Wednesday, November 14, 2012

Diabetes Travel Guide

Diabetes and traveling are not always friends.

Sometimes they work well together - sometimes they don't.

I'm currently away at a two-day conference and diabetes is playing nice so far. No highs and no lows - despite sitting all day and eating weird food. Not fried snake weird. Just fewer fruits and veggies and a lot more empty carbs than I'm used to. It's only two days though and I have a run planned for the wee hours so things should be fine.

Being with a lot of people that I know but who don't see me regularly means that they know I have diabetes and are comfortable enough with me to ask questions.

A brief roundup from the day's conversations:

"You have diabetes - so you can't let your sugar go below 7 right?" Nope. Shouldn't go below 4 but I've been as low as 1.0 before. Still alive. "Oh, well my aunt can't let her sugar get below 7. Are you sure you can?". Pretty sure.

"You're having dessert?" Yes indeed I am.

"Are you allowed to drink?" Because I have diabetes or because I'm driving?

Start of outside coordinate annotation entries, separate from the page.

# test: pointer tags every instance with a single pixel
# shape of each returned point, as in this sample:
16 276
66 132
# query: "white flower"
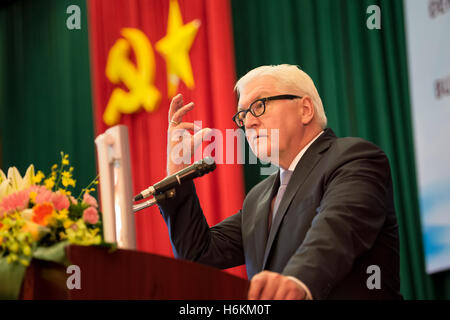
14 182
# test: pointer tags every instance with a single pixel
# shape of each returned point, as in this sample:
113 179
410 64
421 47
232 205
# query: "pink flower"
73 200
16 201
90 215
59 201
43 195
90 200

Yes to the drinking with diabetes. No to the drinking and driving.

"So if your sugar goes too low, what happens?" Call 911. And there is a glucagon needle in my purse if you're feeling keen. "Don't we just give you juice?" Only if I'm conscious. Otherwise I would choke. "Ok, so, if your sugar goes below 7, we give you the needle?". Nope, if my sugar drops so low that I am no longer conscious - then give me the needle. If it just drops a bit and I'm still conscious, juice is fine. But only if I'm below 4, not 7. I'll tell you if I need juice.

"Your pump controls things though right?" No, it doesn't. I just tell it what to do and it does it. It doesn't make any decisions on its own. (Insert loud beeping noises from pump as it proudly announced that I was down to 20 units of insulin).

"How long have you been on the pump?" Three and a half years. "Is that when your diabetes got really bad?". No, the pump is simply another way to take insulin. It works better for me than needles but lots of people prefer the needles. It has nothing to do with how 'bad' my diabetes is (or isn't).

I love that people feel comfortable enough to ask me questions.

It does make me realize how little people know and understand about diabetes though.

And then I start thinking that, if people know so little about diabetes, which is not that uncommon, how little we must know and understand about things that are less common. And how frustrating it must be for people affected by those things who put up with questions and judgement every day.

1 comment:

  1. Fried snake?! Um... yeah, I'm glad I don't have to hear about that wild weird imaginary eating adventure.

    You have a good point though about now understanding even less common things.